Once I spent the better part of a night in fear of someone I was certain that was crouching in the corner of my sister’s and my bedroom, only to discover as daylight revealed the figure that it was a world globe that had been moved to the corner of the dresser.
This morning, I awoke to our foster dog, Sadie, barking in a very protective manner. I thought it was strange as she usually whines a little when it’s time to go out. Mike is out of town so I thought I better go check out what she was so afraid of. (ahem, defending our house from.)She was relentless with her bark, so I got up, thinking I would kill a bug or something that she had her eye on. As I let her out, she went straight for the kitchen and while keeping a safe distance, barked at the multi-headed balloon bouquet my daughter had brought in last night and tied to the chair. I got so tickled at her, and it took a good ten minutes (and removing the balloons) before I could coax her to go through the kitchen to go outside.
It struck me how similar Sadie’s and my experiences were. We were both paralyzed with fear and worse, fear of something that was not even a real monster in the night. In the darkness, threats look so much more ominous and even the unreal can create a fear in us that can keep us from sleeping well at the very least, and practically kill us with vain imaginations.
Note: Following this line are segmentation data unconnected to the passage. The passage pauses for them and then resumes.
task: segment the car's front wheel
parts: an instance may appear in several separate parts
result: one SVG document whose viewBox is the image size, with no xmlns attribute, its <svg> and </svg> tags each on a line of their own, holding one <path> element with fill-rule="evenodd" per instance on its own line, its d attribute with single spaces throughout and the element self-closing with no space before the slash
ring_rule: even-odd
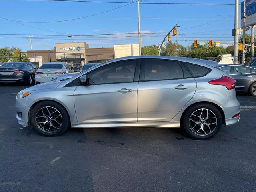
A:
<svg viewBox="0 0 256 192">
<path fill-rule="evenodd" d="M 31 125 L 44 136 L 57 136 L 69 127 L 68 114 L 60 104 L 52 101 L 44 101 L 36 105 L 31 113 Z"/>
<path fill-rule="evenodd" d="M 202 103 L 187 110 L 181 121 L 182 128 L 191 138 L 205 140 L 212 137 L 222 126 L 219 110 L 208 103 Z"/>
</svg>

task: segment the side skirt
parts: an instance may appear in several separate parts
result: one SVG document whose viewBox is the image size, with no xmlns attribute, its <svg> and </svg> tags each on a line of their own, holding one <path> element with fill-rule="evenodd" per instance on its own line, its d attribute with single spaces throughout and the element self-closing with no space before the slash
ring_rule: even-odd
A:
<svg viewBox="0 0 256 192">
<path fill-rule="evenodd" d="M 71 124 L 71 127 L 72 128 L 104 128 L 112 127 L 179 128 L 180 126 L 179 121 Z"/>
</svg>

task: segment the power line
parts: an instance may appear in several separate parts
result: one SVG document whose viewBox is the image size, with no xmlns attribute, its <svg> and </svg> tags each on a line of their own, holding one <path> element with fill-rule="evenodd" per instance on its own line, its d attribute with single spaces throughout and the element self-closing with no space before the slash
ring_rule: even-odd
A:
<svg viewBox="0 0 256 192">
<path fill-rule="evenodd" d="M 7 19 L 7 18 L 4 18 L 3 17 L 0 17 L 0 18 L 3 19 L 5 19 L 6 20 L 9 20 L 9 21 L 12 21 L 12 22 L 22 22 L 22 23 L 58 23 L 58 22 L 66 22 L 66 21 L 73 21 L 74 20 L 77 20 L 78 19 L 84 19 L 85 18 L 87 18 L 88 17 L 92 17 L 93 16 L 95 16 L 96 15 L 100 15 L 100 14 L 102 14 L 103 13 L 107 13 L 107 12 L 110 12 L 112 11 L 113 11 L 114 10 L 116 10 L 118 9 L 119 9 L 120 8 L 122 8 L 122 7 L 124 7 L 125 6 L 127 6 L 130 5 L 131 4 L 132 4 L 135 3 L 136 2 L 137 2 L 138 1 L 135 1 L 134 2 L 132 2 L 131 3 L 128 3 L 128 4 L 127 4 L 126 5 L 123 5 L 123 6 L 120 6 L 120 7 L 116 7 L 116 8 L 114 8 L 113 9 L 110 9 L 110 10 L 108 10 L 107 11 L 104 11 L 103 12 L 100 12 L 100 13 L 96 13 L 95 14 L 93 14 L 92 15 L 88 15 L 87 16 L 85 16 L 84 17 L 78 17 L 78 18 L 74 18 L 73 19 L 67 19 L 67 20 L 59 20 L 59 21 L 44 21 L 44 22 L 32 22 L 32 21 L 20 21 L 20 20 L 11 20 L 11 19 Z"/>
<path fill-rule="evenodd" d="M 84 3 L 122 3 L 127 4 L 129 2 L 118 2 L 118 1 L 84 1 L 84 0 L 20 0 L 26 1 L 57 1 L 63 2 L 76 2 Z M 235 5 L 232 3 L 164 3 L 164 2 L 142 2 L 141 4 L 166 4 L 166 5 Z"/>
</svg>

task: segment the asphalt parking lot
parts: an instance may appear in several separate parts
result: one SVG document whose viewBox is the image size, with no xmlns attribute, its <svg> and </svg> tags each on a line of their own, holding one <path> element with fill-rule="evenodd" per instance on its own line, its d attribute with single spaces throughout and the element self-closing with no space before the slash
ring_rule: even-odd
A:
<svg viewBox="0 0 256 192">
<path fill-rule="evenodd" d="M 255 191 L 256 98 L 206 141 L 179 129 L 70 129 L 44 137 L 19 125 L 17 93 L 0 86 L 0 191 Z"/>
</svg>

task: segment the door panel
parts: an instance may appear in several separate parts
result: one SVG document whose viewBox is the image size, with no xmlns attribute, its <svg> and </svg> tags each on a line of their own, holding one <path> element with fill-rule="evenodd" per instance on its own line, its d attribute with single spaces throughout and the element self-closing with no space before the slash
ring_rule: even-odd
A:
<svg viewBox="0 0 256 192">
<path fill-rule="evenodd" d="M 138 122 L 170 121 L 191 99 L 196 88 L 194 78 L 140 82 Z"/>
<path fill-rule="evenodd" d="M 78 123 L 136 122 L 138 83 L 78 86 L 74 99 Z"/>
</svg>

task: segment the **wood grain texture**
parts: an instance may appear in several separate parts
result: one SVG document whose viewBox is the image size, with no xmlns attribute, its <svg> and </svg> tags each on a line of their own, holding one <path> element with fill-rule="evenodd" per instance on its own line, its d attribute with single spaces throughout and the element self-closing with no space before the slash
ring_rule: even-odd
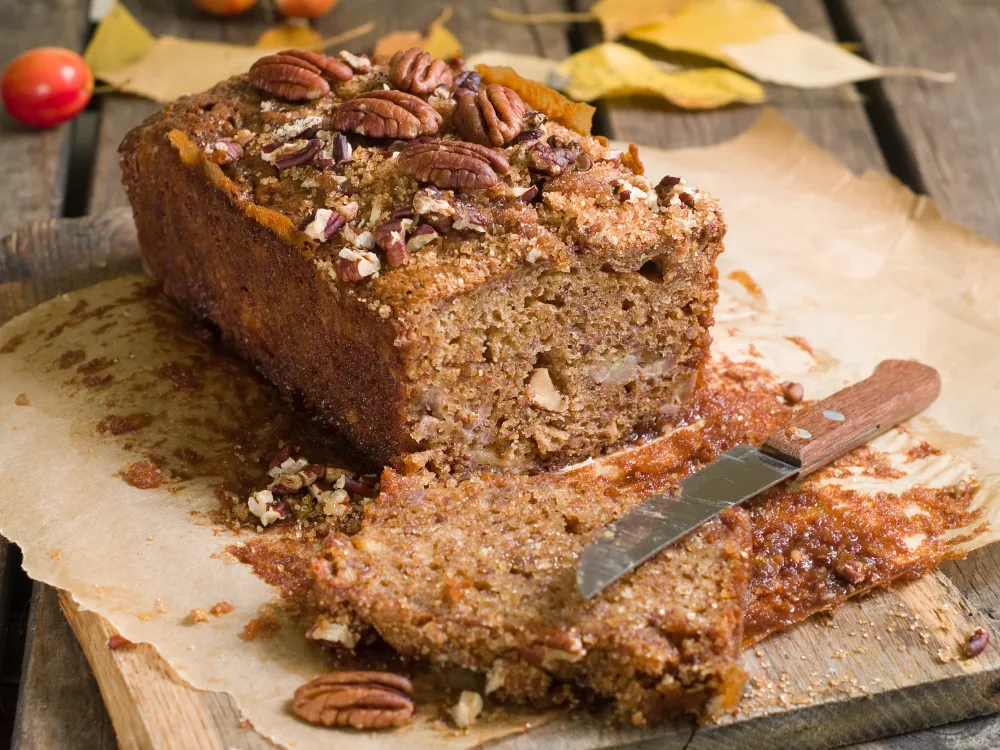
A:
<svg viewBox="0 0 1000 750">
<path fill-rule="evenodd" d="M 946 214 L 1000 241 L 1000 5 L 989 0 L 843 0 L 872 59 L 953 71 L 955 83 L 881 86 L 928 191 Z"/>
<path fill-rule="evenodd" d="M 574 4 L 583 10 L 593 5 L 593 0 L 575 0 Z M 777 0 L 777 5 L 800 27 L 832 38 L 822 0 Z M 596 25 L 588 26 L 588 41 L 597 37 Z M 653 48 L 649 51 L 660 54 Z M 853 88 L 806 91 L 768 86 L 767 94 L 771 106 L 855 172 L 883 168 L 881 151 Z M 707 146 L 728 140 L 746 130 L 760 114 L 758 107 L 748 106 L 687 112 L 652 97 L 605 101 L 604 110 L 611 130 L 606 135 L 661 148 Z"/>
<path fill-rule="evenodd" d="M 3 3 L 0 69 L 32 47 L 79 49 L 86 26 L 86 8 L 86 0 Z M 0 164 L 4 168 L 0 236 L 27 222 L 59 214 L 70 128 L 66 124 L 39 131 L 18 124 L 0 111 Z"/>
<path fill-rule="evenodd" d="M 274 22 L 269 4 L 260 3 L 238 18 L 213 18 L 186 0 L 125 0 L 133 15 L 157 36 L 171 34 L 188 39 L 253 44 L 260 32 Z M 105 94 L 97 131 L 89 213 L 128 205 L 121 185 L 118 144 L 125 134 L 162 105 L 135 96 Z M 150 179 L 156 179 L 150 175 Z"/>
<path fill-rule="evenodd" d="M 36 583 L 14 725 L 14 750 L 114 750 L 114 732 L 87 661 L 59 610 Z"/>
<path fill-rule="evenodd" d="M 108 640 L 117 631 L 107 620 L 81 611 L 65 592 L 59 602 L 97 675 L 123 750 L 274 750 L 252 727 L 241 725 L 231 697 L 194 690 L 148 644 L 110 648 Z"/>
<path fill-rule="evenodd" d="M 870 377 L 796 414 L 761 450 L 798 466 L 804 476 L 919 414 L 940 392 L 933 367 L 887 359 Z"/>
</svg>

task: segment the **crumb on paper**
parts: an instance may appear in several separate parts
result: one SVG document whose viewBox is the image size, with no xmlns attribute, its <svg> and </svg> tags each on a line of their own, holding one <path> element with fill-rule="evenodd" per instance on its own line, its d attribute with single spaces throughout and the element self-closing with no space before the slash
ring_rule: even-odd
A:
<svg viewBox="0 0 1000 750">
<path fill-rule="evenodd" d="M 483 711 L 483 696 L 471 690 L 463 690 L 458 697 L 458 703 L 448 709 L 452 721 L 459 729 L 465 729 L 476 723 L 476 718 Z"/>
<path fill-rule="evenodd" d="M 263 615 L 262 617 L 255 617 L 244 625 L 243 632 L 240 633 L 240 638 L 245 641 L 255 641 L 257 638 L 269 641 L 277 635 L 279 630 L 281 630 L 281 623 L 272 615 Z"/>
<path fill-rule="evenodd" d="M 123 636 L 121 633 L 112 633 L 108 638 L 108 648 L 112 651 L 117 651 L 120 648 L 131 645 L 133 645 L 132 641 Z"/>
</svg>

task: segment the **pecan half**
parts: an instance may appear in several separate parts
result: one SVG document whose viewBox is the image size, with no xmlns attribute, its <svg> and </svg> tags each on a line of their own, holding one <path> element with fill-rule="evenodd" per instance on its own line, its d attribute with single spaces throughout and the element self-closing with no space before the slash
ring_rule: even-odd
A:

Whom should I fear? In this day of fear in which we all live, where we struggle to trust our own brothers, where we struggle to trust what our country is doing to protect us, where we struggle to love everyone and abhor prejudice, is there legitimate, healthy fear?
It has been my personal experience that fear is ignorance, for the most part, so when fear occurs, I have to ask myself what I do know. I know God is my protector and my sure help. I know that nine-eleven was not God’s idea. Some dreadful people carried out a heinous plan of revenge, not in the name of their god, but in the name of hatred and prejudice.
As Christians, the Bible instruct us over and over “to fear God and God alone” (Joshua 4:24; 24:14; 1 Samuel 12:24, etc.). Apart from the fear of God, we are to live without fear for “greater is He that is in us than He that is in the world” (1 John 4:4). This form of fear is more awe and worship, therefore we are not to fear in the sense of being struck dumb and perhaps perceiving the illusions of this world’s trickeries as reality.
With God’s help, in the same spirit as Job, we must take on the attitude of believing in God for all things and focusing on Him who drives out all fear (Perfect love casts out fear.) Then we can become confident we are living not in the illusions of fear, but in the Light and confidence of God alone.
I remember that night, too, filled with fright only to get the courage to discover the globe on the dresser. Funny what we do remember.
your sis
Annie, as you would assume, being single, and a mother, and 52, I often grab my bible at night in complete fear. Your right though, in only a few moments of reading my fears have subsided and I’m back living in my reality which is, Jesus Christ, not the world. He said (Proverbs 29:25) “the fear of man will prove to be a snare.” And He said (Isaiah 29:14) “the wisdom of the wise will perish, the intelligence of the intelligent will vanish.” I’m so learning He is my rest.